I can’t bring myself to use the new pronunciations. I’d feel like a fraud, or worse, a dandy. I’m an admirer of the British soldiers of World War I, who when confronted with the unpronounceable place names across the channel quickly converted them to English-sounding names.

Ploegsteert, Belgium, quickly became Plugstreet, or Plug Street, and Ypres, France, became Wipers. There was even a famous newspaper produced in the trenches outside of Ypres that was called The Wipers Times. That’s the spirit, boys. That puckish spirit prompted those same soldiers to speak of sleep as “falling into the arms of Murphy,” a reference to Morpheus, the Greek god of dreams. Is that where we got the Murphy bed?

It’s funny, too, how the inclination to pronounce a place name “correctly” usually increases in accordance with how exotic the place is.
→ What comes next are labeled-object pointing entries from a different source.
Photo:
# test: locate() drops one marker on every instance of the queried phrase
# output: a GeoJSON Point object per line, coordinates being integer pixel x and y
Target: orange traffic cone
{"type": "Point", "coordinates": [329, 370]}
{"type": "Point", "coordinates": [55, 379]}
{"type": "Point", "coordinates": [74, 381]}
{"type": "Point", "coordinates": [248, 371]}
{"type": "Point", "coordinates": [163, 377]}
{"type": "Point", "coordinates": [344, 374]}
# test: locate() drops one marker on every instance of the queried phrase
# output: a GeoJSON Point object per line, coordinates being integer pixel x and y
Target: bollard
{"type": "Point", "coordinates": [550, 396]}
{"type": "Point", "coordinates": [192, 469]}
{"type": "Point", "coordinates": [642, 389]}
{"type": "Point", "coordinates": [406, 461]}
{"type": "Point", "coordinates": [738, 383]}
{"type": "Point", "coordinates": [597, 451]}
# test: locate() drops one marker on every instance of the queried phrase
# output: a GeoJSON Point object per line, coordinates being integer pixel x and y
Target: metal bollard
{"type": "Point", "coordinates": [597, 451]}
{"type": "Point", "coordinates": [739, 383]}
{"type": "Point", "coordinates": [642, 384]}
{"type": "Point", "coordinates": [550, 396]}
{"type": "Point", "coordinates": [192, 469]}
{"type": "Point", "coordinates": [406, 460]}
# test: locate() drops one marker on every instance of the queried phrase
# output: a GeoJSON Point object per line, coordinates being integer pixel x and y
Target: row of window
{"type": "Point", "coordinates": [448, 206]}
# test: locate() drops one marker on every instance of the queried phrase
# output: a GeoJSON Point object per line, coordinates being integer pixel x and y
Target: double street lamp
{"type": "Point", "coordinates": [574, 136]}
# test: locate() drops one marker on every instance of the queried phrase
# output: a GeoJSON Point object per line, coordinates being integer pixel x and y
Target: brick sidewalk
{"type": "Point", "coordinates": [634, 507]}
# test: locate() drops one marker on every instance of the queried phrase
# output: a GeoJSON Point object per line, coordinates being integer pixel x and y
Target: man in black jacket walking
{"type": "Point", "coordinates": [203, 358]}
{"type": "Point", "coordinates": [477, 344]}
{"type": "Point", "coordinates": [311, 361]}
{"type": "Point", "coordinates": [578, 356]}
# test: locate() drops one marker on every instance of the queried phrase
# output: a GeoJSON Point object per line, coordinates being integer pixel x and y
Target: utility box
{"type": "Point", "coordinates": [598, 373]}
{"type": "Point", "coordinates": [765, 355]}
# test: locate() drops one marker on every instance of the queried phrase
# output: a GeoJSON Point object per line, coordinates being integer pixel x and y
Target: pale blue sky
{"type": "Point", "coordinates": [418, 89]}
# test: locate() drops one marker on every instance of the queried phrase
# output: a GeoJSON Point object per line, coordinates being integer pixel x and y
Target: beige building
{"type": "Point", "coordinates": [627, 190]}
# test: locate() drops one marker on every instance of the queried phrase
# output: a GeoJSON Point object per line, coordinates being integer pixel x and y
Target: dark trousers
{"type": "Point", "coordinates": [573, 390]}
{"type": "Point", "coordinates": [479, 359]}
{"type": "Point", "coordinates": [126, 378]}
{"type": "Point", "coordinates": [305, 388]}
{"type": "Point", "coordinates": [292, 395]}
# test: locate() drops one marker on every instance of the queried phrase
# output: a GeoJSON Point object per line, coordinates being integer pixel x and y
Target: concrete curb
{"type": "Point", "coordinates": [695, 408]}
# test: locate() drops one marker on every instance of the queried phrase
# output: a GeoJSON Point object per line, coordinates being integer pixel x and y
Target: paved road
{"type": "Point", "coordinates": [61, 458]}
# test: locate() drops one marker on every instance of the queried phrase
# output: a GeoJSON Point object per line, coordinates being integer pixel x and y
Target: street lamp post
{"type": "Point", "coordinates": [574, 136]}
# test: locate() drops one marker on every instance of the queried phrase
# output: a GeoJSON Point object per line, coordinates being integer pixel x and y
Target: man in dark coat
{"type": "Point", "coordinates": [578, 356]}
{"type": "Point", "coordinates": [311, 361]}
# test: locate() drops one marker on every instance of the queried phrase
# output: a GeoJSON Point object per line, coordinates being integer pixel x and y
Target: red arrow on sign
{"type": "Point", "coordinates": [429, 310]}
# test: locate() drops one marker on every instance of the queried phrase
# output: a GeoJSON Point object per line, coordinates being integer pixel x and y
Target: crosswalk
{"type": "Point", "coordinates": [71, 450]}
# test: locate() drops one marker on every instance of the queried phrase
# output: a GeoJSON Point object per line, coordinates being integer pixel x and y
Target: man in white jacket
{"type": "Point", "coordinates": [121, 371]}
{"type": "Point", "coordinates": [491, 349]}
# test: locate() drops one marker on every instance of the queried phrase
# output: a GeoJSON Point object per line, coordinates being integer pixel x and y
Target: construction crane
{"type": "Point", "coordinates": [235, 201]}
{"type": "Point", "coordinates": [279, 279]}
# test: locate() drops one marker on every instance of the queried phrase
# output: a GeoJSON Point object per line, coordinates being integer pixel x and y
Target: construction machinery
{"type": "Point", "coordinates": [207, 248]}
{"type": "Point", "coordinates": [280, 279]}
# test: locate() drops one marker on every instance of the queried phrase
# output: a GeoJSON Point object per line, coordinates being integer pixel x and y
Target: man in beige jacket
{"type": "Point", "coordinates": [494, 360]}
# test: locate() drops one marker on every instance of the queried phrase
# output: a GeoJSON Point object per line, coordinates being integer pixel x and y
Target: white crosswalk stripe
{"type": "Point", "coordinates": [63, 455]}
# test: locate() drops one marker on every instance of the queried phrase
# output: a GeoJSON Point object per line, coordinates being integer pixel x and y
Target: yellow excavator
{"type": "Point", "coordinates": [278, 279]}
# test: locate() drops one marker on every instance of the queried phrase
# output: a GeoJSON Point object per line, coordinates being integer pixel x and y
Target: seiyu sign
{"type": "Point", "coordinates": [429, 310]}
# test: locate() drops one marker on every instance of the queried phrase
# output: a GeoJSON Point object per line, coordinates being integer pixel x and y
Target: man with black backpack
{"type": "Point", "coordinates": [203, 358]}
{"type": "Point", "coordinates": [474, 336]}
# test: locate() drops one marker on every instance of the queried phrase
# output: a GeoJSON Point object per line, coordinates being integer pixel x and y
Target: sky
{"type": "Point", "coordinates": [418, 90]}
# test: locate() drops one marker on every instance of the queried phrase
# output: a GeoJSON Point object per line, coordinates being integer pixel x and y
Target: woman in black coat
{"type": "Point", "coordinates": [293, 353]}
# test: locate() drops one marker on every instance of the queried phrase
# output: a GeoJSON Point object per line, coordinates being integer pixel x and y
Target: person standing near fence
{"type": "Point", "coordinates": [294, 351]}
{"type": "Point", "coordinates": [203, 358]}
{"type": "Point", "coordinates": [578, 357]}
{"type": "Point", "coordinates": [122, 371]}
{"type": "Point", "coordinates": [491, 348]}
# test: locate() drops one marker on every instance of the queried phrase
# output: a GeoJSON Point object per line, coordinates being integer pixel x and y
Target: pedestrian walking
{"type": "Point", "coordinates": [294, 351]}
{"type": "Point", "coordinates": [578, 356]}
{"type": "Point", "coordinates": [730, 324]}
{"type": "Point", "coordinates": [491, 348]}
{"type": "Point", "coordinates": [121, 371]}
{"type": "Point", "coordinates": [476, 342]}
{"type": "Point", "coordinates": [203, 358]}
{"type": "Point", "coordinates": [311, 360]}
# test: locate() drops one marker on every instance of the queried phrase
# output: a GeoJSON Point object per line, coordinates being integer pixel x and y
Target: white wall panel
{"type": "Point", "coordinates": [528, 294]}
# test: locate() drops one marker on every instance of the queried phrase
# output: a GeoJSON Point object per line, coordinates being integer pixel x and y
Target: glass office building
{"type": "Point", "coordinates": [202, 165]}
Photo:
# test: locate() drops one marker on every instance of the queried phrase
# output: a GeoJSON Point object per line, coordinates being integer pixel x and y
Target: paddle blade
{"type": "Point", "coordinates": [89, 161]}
No one I know, and no one even on NPR would dream of saying “Pahr-ee” for Paris, “Roma” for Rome or  “Barthelona” for Barcelona. But when NPR’s Sylvia Poggioli — where does NPR find people with such spectacular names? — reports from any obscure European city, she pronounces the name with all the local pizzazz. She is also meticulously careful in pronouncing the names of foreign leaders like Emmanuel Macron, whose name I could not render correctly without surgery to my palate.

All this is pleasant enough to contemplate on a peaceful morning in Montana. But in wars throughout history, place names have served as shibboleths, and those who mispronounced them were immediately killed.

Even now, in places as peaceful as Montana, we love to mock “outsiders” who mention “Joe-liet,” or who, thinking of the city in Arkansas, inquire about our capital, “Hel-eena.” Ditto with those who talk of going to “Ora-gahn.”

Can’t we all just get along? Does it really matter how we pronounce these names? Can’t we just enjoy all the varieties of stress, accent and pronunciation without feeling superior, or, in trying our hand at foreign names, inferior?

Anyway, this has been Ed from Billings. Let the foreigners chew on that one.